Theater der Elias-Gemeinde: Jesus als "Reporter"

DORSTFELD Was wäre eigentlich, wenn Jesus nach über 2000 Jahren wieder auferstehen würde, sich aber an nichts mehr erinnern kann? Mit dieser Frage beschäftigte sich die junge Schauspielgruppe „Seraphim Performance“ aus der Elias-Gemeinde Dorstfeld.

von Von Johanna Behrendt

, 02.11.2008, 14:32 Uhr / Lesedauer: 1 min
Theater der Elias-Gemeinde: Jesus als "Reporter"

Die Kneipenszene der ?Seraphim Performance?: ?Reporter? Jesus (l.) zecht mit Saufkumpanen die Nacht durch.
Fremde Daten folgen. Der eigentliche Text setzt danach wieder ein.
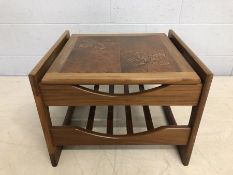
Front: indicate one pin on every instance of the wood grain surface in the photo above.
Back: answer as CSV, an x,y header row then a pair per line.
x,y
127,57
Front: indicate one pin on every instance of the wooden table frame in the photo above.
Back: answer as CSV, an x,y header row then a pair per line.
x,y
59,95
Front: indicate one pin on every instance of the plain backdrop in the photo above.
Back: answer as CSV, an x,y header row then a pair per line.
x,y
28,28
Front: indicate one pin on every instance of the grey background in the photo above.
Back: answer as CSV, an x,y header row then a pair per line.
x,y
29,27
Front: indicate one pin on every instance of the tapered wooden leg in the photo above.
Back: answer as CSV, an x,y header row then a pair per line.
x,y
45,120
185,151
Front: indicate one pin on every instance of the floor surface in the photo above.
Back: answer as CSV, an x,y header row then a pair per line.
x,y
23,149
Und erlebt eine Überraschung am Morgen.

Als der von Torsten Wiludda dargestellte Reporter schließlich erwacht, kann er plötzlich Wasser in Wein verwandeln, entdeckt Wunden an seinen Händen und spricht fließend Aramäisch. Daraufhin tauchen zwei schwarze Engel auf und erklären ihm, dass er in Wirklichkeit Jesus ist. Bei Gott seien schließlich „tausend Jahre wie ein Tag“, somit konnte Jesus nicht wie versprochen nach drei irdischen Tagen auferstehen, sondern in der Zeitrechnung Gottes erst nach fast dreitausend Jahren. Als auch der Schöpfer persönlich erscheint, kann sich der „Reporter“ Jesus wieder erinnern und ist böse auf seinen Gottvater, da dieser ihm kein Leben mit seiner Geliebten Maria von Magdala im Paradies gönnte, sondern ihn fast dreitausend Jahre lang schlafen ließ. Von Gott erfährt er auch, dass Maria nach seinem Tod ein Kind gebar. Mithilfe seines Freundes Frolic kann Jesus schließlich auch eine direkte Nachfahrin namens Johanna ausfindig machen.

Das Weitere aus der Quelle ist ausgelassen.